Question

Answer the question on the basis of the passage given below:
Transition metals form a large number of complexes or coordination compounds in which the metal atoms are bound to a number of anions or neutral molecules. The valence bond theory explains the formation, magnetic behaviour, and geometrical shapes, while the crystal field theory explains the effect of different crystal fields on the degeneracy of \( d \)-orbitals and the energies of the central metal atom/ion.
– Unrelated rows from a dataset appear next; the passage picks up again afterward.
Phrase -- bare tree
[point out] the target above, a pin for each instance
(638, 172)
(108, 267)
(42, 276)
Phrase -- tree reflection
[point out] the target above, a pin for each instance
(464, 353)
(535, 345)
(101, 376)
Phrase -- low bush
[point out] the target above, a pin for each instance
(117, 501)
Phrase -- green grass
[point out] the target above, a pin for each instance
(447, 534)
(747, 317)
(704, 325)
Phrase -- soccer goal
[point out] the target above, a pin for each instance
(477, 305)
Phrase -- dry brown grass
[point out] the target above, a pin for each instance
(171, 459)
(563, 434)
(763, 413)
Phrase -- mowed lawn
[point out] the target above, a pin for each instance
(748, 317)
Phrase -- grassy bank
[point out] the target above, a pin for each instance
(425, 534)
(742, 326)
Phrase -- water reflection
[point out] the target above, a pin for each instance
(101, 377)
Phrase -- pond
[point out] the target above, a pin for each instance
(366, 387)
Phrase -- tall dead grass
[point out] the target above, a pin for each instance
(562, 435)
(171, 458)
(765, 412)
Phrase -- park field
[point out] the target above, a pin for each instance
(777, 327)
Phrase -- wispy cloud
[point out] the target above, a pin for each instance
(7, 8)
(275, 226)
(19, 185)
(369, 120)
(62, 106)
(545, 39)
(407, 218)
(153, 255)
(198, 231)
This provides for the quantitative estimation of orbital separation energies, magnetic moments, and spectral and stability parameters.
Two complexes of nickel have the same geometry but different magnetic behaviour are:
(A) \( \text{[Ni(CN)}_4]^{2-} \)
(B) \( \text{[Ni(CO)}_4] \)
(C) \( \text{[NiCl}_4]^{2-} \)
(D) \( \text{[Ni(NH}_3)_6]^{2+} \)
Choose the correct answer from the options given below:

• (A) and (B) only
• (B) and (D) only
• (C) and (D) only
• (A) and (D) only

Hint:

Strong field ligands like CN⁻ and CO lead to electron pairing and diamagnetic behavior, while weaker field ligands like Cl⁻ and NH₃ typically result in paramagnetic behavior due to insufficient splitting of the d-orbitals.

Answer 1

The Correct Option is D

- Nickel complexes exhibit different magnetic behaviors due to the nature of the ligands and the crystal field splitting that occurs in the metal's d-orbitals. The geometry of the complex can influence whether it is paramagnetic or diamagnetic.
- (A) \( \text{[Ni(CN)}_4]^{2-} \): The complex of Ni²⁺ with cyanide (CN⁻) is a strong field ligand, causing significant crystal field splitting. This leads to the pairing of electrons in the lower-energy orbitals, resulting in a diamagnetic complex.
- (B) \( \text{[Ni(CO)}_4] \): Carbon monoxide (CO) is another strong field ligand that causes a similar effect to CN⁻ and results in electron pairing, making the complex diamagnetic.
- (C) \( \text{[NiCl}_4]^{2-} \): Chloride ions (Cl⁻) are weaker field ligands, and the crystal field splitting is not sufficient to cause electron pairing.
Thus, [NiCl₄]²⁻ remains paramagnetic.
- (D) \( \text{[Ni(NH}_3)_6]^{2+} \): Ammonia (NH₃) is a medium-strength ligand, which can cause some splitting of the d-orbitals but does not cause full electron pairing. [Ni(NH₃)₆]²⁺ is typically paramagnetic.
Therefore, the correct answer is Option (4), where (A) and (D) are correct. Both cyanide and ammonia cause different magnetic behaviors due to the extent of crystal field splitting.